Phil took mental inventory of his snack box and found himself thinking of the cranberry concentrate. Wildly inappropriate – and yet something assured him that it would be just right for Lucky.
It was done quickly: a dark-red marble that swelled to a glistening ruby golf ball at the touch of water, and then, another sudden inward prompting, the syrupy contents of a vitamino capsule poured over it.
The last ingredient smelled rather rank and by the time he set the odd sundae on the floor, Phil was feeling quite doubtful. However, Lucky examined it with all signs of approval, mewing in eagerness. But then instead of beginning to eat, he looked up at Phil. Phil thought he understood: cats have their special proprieties and delicacies. The little chap wanted to eat in private.
“Okay, fellow, I’ll go shower. And I won’t peek.”

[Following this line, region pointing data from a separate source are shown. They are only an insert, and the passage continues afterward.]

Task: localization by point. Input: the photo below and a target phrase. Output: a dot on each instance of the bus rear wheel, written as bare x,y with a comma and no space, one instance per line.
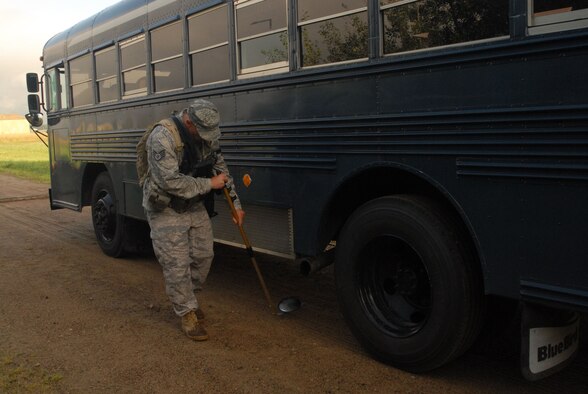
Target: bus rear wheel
406,283
108,224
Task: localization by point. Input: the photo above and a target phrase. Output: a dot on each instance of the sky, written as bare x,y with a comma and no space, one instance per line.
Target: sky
25,27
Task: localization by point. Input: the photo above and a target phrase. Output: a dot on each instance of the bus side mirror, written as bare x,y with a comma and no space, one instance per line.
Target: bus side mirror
32,83
34,103
34,117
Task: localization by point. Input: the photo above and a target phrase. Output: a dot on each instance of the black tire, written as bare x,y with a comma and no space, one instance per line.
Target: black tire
108,224
406,283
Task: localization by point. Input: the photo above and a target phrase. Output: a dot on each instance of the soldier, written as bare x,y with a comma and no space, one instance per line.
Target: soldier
180,176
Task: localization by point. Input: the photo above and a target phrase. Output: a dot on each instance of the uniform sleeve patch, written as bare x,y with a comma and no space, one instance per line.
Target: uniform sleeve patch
159,155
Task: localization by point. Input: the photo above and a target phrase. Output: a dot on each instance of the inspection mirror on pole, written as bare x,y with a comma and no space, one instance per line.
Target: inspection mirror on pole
286,305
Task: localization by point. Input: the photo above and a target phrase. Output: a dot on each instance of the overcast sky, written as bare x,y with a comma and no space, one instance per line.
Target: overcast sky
25,27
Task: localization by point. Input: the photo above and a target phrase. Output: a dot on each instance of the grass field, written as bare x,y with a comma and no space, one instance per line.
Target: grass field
25,157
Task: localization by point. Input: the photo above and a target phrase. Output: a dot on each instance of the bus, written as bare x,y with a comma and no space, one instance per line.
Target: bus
435,150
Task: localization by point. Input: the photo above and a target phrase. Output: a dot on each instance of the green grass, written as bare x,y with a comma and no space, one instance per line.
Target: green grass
19,375
25,158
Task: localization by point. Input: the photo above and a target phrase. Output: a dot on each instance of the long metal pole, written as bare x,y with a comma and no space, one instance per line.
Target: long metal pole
249,250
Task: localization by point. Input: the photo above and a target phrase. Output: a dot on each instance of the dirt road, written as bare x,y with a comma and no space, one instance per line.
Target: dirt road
75,320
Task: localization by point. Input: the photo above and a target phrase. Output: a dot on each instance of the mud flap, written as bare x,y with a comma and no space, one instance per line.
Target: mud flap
549,340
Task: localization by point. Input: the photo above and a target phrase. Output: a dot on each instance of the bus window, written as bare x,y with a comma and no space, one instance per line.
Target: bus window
554,15
106,75
80,74
332,31
262,37
209,46
133,64
421,24
167,60
56,94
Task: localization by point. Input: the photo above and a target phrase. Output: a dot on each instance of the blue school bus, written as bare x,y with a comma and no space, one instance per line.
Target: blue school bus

Stepping inside the bathroom, he set the shower control to alternate tepid and very warm. Instead it chose irresponsibly to alternate icy and steaming, so that he leaped out with a yell. But the incident didn’t even scratch his mood. As he toweled himself (he didn’t like the air drier and toweling robots made him uneasy) he sang:
We’re out in space, they’ve cut the jet,
There isn’t any ceiling, floor, or wall.
Let’s dance on air, or better yet -
Hug me, love me, darling, in free-fall!
He came out of the bathroom feeling like an emperor and fully determined to inspect the world he owned, the world that was any man’s for the asking and a little courage. As he slipped on singlet, trousers, sockasins and jacket, he explained his feelings to Lucky, who had cleaned up every bit of his colorful meal.
“You see, it’s this way, fellow: I’ve always been three-quarters dead. But not any more. I’m through with being scared and stand-offish and bored. No more filing, dial-watching, and tape-cutting jobs, with some about-to-be-invented robot breathing down my neck. I’m just going out and look things over, talk to people, find out what it’s all about. I’m going to have adventures, really live. Some program, eh? And you know who’s responsible for it, fellow? You are.”
Lucky seemed fairly to fluoresce in appreciation. He fluffed his gleaming green fur.